LemonTreeHotelsLtd q1fy23.pdf (5.6 MB)
Update from MOL: -
Motilal_Oswal_Hotels_Sector_Update July 2022.pdf (1.3 MB)
Motilal_Oswal_Lemon_Tree_Company_Update Aug 2022.pdf (582.5 KB)
P.S. This is not to be construed as buy/sell recommendation.
Promoter holding is just 23.9 %, of which more than half is pledged. And 2/3rd of the revenues coming from a couple of dozen subsidiaries & associates which the auditors claim “…we did not audit…”, how does one address governance concerns? Doesn’t look like a stock meant for retail investors. Or am I missing something?
(Disc.: No positions)
This stock can be a bet on Mr. Patu Kesvani’s business acumen and capital allocation/management skills, sectoral tailwinds and Lemon Tree’s positioning among the peers since it would take few more quarters for the numbers to reflect the same. One should go through the details of concall and investor presentations since 2019 to get an apple to apple comparison of the performance and to see how he has been able to tide the Corona pandemic in a very elegant way (maintained positive EBITDA margin in all quarters when others have struggled) given the fact that the tourism/hospitality industry was the most affected with no support from government and the banks.

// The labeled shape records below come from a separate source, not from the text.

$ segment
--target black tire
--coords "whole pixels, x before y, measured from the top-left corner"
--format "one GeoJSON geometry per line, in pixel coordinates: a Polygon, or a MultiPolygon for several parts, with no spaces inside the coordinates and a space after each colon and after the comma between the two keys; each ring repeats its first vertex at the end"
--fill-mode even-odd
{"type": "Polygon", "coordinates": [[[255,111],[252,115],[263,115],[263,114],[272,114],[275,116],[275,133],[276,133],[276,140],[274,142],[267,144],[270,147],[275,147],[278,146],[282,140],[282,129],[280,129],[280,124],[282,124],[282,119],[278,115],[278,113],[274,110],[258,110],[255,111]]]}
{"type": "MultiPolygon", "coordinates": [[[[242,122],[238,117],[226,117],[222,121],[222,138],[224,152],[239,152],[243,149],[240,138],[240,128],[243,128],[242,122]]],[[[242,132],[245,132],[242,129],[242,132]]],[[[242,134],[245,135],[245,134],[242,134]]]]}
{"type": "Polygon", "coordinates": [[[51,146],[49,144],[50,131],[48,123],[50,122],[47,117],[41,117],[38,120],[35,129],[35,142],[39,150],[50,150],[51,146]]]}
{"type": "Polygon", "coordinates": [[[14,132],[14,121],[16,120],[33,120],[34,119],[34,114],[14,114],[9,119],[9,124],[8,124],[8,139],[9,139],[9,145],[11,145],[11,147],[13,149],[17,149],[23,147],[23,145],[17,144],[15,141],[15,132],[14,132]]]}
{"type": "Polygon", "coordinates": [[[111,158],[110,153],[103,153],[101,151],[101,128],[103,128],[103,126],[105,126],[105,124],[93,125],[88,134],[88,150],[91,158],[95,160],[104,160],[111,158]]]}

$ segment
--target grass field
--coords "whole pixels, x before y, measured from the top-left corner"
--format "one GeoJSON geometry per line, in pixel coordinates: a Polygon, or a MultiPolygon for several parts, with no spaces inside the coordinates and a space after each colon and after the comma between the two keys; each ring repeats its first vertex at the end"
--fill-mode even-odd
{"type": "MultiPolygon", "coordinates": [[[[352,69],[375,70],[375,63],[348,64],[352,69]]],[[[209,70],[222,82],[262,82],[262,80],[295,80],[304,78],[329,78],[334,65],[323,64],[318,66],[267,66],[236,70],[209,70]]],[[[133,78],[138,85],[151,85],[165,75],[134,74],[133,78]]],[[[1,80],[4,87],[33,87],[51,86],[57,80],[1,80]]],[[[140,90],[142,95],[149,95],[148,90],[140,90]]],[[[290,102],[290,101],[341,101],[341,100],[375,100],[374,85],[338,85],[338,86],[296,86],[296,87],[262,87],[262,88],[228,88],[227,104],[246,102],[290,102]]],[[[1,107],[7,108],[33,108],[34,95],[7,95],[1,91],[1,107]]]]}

Lemon tree seems to hold a controlling stake with 100% in almost all its subsidiaries. There seems some changes happening in the corporate structure as well.
The audited financial statements of the subsidiaries till Mar 2021 is available on the company’s website
The D/E of 2.56 as per screener is high. Majority of the borrowings are long term with assets and equity shares held as collateral with leading banks of the likes of HDFC bank/Kotak etc. Details are available under notes section in AR 2020-21.
While promoter stake is low, many FIIs/DIIs of the likes of Goldman Sachs/JP Morgan have entered in the recent quarters.
On a lighter note, think yourself to be a HNI (why retail?)
Basic research report on Lemon Tree.
- Sector tail wind with increase in MICE ( Meeting, Incentive, Conference, Event).
- International Travel will return from this season.
- Only capex for Mumbai Hotel construction.
- Estimate of debt free in next 5 years.
- ARR and occupancy is estimated to be higher.
Lemon Tree Hotels --CNBC Interview with MD–10th Oct22 :
Q1 & Q2 are somewhat similar , they a/c for generally 40/45% of total income
–Q3/Q4 --normally its 10/15% price hike and 10/15% Occupancy hike --so if you add the two it will be 1.2/1.4times the H1 income with the expenses remaining the same. hence most profits come in H2.
–Q2 additions --we opened 4 hotels , we have 1/2 inquiries every-day to take over the mgmt of hotels.
–We will cross net additions of more than 1000+ rooms this year and we will cross in total 11000 rooms by the end of next year.
–In 4 yrs we will cross 21k/22k rooms.
–Big one in Mumbai ( Aureka) --it will do around 300/350Cr revenue & it will have a net operating profit of 175Crs probably 200Cr, it will do north of 12k average room rent. Mumbai is like NYC , every-year there is steady growth in Demand.
–Business hotels --85% of our inventory is business hotels , those traditionally do badly during diwali/dushera --so oct’22 will be low demand for business hotels but in Nov’22 it changes completely, in Nov you will do 1.5/2 times your oct revenues. But the average H2 will be 25/35% hike in revenues.